The designs at Zara appeal to women of all ages, tend to be flattering, and are also smart enough to be worn in the office

There are numerous high street stores offering affordable takes on catwalk looks, so what makes Zara stand out from the crowd? The key to the Spanish giant's appeal is that its clothes and accessories are sufficiently fashionable and well-made to impress people who know the season's key trends inside out, and that includes even fashion industry insiders.

Last Milan Fashion Week, faced with the the bi-annual pressure to look au courant while attending the shows alongside the likes of the impossibly cool, Balenciaga-clad staff of French Vogue, we made our regular between-shows dash to Zara to supplement our wardrobes with some cheap chic.

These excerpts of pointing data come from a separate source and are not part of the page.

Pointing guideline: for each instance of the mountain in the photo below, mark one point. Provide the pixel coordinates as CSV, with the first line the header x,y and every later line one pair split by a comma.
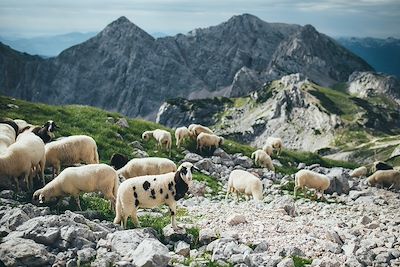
x,y
125,69
305,115
48,46
382,54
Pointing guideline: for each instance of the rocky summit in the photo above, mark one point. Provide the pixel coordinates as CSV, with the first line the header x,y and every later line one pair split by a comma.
x,y
125,69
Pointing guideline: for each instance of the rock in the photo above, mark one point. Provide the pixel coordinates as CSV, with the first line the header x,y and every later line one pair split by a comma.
x,y
151,252
236,219
243,161
284,202
288,262
24,252
206,236
182,248
123,123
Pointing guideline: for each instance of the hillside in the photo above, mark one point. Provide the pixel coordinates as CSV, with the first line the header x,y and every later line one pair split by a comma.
x,y
135,73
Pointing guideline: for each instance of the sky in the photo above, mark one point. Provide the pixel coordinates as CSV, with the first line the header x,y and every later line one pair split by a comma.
x,y
360,18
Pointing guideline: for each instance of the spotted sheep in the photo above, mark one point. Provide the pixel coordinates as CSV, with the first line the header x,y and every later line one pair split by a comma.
x,y
151,191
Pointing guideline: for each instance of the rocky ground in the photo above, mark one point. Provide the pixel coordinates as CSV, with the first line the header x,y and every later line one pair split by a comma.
x,y
357,225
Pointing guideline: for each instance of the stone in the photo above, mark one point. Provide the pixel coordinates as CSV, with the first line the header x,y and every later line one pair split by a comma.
x,y
151,252
236,219
182,248
123,123
24,252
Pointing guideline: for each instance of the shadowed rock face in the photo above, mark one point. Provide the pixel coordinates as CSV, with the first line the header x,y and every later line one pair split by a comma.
x,y
125,69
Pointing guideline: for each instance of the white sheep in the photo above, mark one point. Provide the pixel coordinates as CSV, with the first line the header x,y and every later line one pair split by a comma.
x,y
246,183
151,191
387,178
162,137
359,172
209,140
146,166
180,134
23,156
263,159
197,129
74,180
311,179
268,149
276,143
71,150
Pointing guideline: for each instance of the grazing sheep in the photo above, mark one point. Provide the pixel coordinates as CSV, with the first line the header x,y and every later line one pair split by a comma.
x,y
74,180
198,129
151,191
180,134
263,159
118,161
311,179
71,150
246,183
146,166
163,138
386,178
21,157
359,172
209,140
276,143
268,149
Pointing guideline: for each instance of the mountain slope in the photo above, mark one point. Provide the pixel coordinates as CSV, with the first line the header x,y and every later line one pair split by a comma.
x,y
125,69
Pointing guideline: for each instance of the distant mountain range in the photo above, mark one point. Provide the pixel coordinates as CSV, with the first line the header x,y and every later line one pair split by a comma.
x,y
125,69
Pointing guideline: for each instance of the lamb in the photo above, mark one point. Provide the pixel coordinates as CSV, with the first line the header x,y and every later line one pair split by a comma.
x,y
311,179
263,159
198,129
244,182
386,178
74,180
359,172
118,161
71,150
146,166
163,138
151,191
276,143
180,134
209,140
21,157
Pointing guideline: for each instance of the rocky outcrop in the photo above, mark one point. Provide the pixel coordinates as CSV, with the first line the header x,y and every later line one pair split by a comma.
x,y
125,69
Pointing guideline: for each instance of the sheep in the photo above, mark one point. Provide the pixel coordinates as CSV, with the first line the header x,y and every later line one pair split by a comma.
x,y
151,191
360,171
276,143
146,166
209,140
263,159
268,149
244,182
74,180
163,138
311,179
21,157
118,161
387,178
71,150
180,134
198,129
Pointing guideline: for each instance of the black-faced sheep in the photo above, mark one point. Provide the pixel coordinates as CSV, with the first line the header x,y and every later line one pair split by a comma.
x,y
311,179
146,166
74,180
151,191
71,150
209,140
246,183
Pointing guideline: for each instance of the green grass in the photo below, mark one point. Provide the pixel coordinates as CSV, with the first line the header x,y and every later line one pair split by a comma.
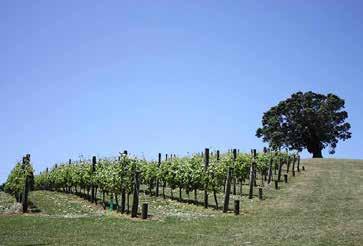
x,y
321,206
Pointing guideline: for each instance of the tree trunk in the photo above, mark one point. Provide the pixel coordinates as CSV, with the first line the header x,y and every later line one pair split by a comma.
x,y
317,153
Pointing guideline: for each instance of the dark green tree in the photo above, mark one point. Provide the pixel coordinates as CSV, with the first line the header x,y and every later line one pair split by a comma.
x,y
306,120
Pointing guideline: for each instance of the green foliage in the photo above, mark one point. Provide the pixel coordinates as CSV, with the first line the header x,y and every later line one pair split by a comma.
x,y
15,182
180,172
306,120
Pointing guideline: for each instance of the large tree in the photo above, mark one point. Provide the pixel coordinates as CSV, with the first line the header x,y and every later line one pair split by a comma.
x,y
306,120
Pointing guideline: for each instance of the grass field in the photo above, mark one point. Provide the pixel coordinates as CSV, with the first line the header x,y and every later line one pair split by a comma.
x,y
321,206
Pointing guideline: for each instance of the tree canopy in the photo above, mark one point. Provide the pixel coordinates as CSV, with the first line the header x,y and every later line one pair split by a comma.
x,y
306,121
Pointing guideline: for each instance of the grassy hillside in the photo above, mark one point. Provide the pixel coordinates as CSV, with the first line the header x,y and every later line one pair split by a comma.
x,y
321,206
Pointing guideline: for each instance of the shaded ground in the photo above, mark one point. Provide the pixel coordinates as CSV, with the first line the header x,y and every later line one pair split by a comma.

Whether it's a floor-grazing maxiskirt or some killer heels, Zara always delivers. Mixed in with designer pieces, Zara can pass for much more expensive than it really is, and that "high-low" mix is popular with all but the loftiest of fashion editors.

Much of the chain's skill is in which trends and catwalk looks it chooses to pay homage to. It tends to bypass anything particularly outré in favour of grown-up looking, wearable clothes. Last autumn/winter it hit all the right notes by picking up on the pared-down tailoring seen at Chloe, Celine and Stella McCartney. Also in the mix were lashings of leopard-print, to add sex appeal, and red, the sleeper hit of the season.

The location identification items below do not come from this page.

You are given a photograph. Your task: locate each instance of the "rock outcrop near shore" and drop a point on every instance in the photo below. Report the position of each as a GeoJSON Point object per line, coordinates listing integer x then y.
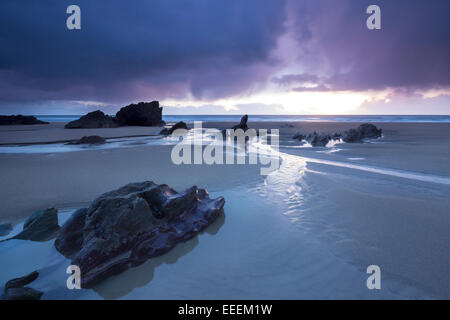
{"type": "Point", "coordinates": [176, 126]}
{"type": "Point", "coordinates": [242, 125]}
{"type": "Point", "coordinates": [358, 135]}
{"type": "Point", "coordinates": [147, 114]}
{"type": "Point", "coordinates": [89, 140]}
{"type": "Point", "coordinates": [95, 119]}
{"type": "Point", "coordinates": [125, 227]}
{"type": "Point", "coordinates": [41, 225]}
{"type": "Point", "coordinates": [19, 119]}
{"type": "Point", "coordinates": [15, 289]}
{"type": "Point", "coordinates": [5, 229]}
{"type": "Point", "coordinates": [142, 114]}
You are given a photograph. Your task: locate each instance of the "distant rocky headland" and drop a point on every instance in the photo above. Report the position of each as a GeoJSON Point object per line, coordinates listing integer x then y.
{"type": "Point", "coordinates": [364, 131]}
{"type": "Point", "coordinates": [146, 114]}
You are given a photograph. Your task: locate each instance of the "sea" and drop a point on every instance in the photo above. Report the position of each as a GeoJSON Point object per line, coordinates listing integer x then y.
{"type": "Point", "coordinates": [286, 118]}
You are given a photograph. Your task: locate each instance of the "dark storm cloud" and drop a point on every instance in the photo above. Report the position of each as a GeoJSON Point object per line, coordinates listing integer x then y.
{"type": "Point", "coordinates": [128, 50]}
{"type": "Point", "coordinates": [126, 44]}
{"type": "Point", "coordinates": [411, 50]}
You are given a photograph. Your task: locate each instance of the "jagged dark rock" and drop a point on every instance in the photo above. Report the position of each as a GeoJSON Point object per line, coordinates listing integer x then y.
{"type": "Point", "coordinates": [5, 229]}
{"type": "Point", "coordinates": [364, 131]}
{"type": "Point", "coordinates": [318, 139]}
{"type": "Point", "coordinates": [242, 125]}
{"type": "Point", "coordinates": [15, 289]}
{"type": "Point", "coordinates": [40, 226]}
{"type": "Point", "coordinates": [95, 119]}
{"type": "Point", "coordinates": [19, 119]}
{"type": "Point", "coordinates": [89, 140]}
{"type": "Point", "coordinates": [125, 227]}
{"type": "Point", "coordinates": [178, 125]}
{"type": "Point", "coordinates": [141, 114]}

The prices are reasonable at about £50 for a dress and £100 for a winter coat, but the clothes are not so cheap that they will not survive more than a few wears. The stock within the store also changes fast enough to keep pace with consumers' insatiable appetites for new trends, and the brand has a rapid turnaround from factory to shop floor.

Another reason for Zara's popularity is that the chain's designs appeal to women of all ages. It recognises that older age groups are often just as interested in fashion, but usually less inclined to wear overly revealing or novelty-driven clothes, and Zara's designs tend to be flattering. Many of the clothes are also smart enough to be worn to the office.

The brand recently launched a transactional website, the design of which reflects the tone of the stores – light, functional and minimal. Inside the shops, there's no superfluous branding or tacky in-store promotions to distract from the main event, which is, of course, the joy of fashion.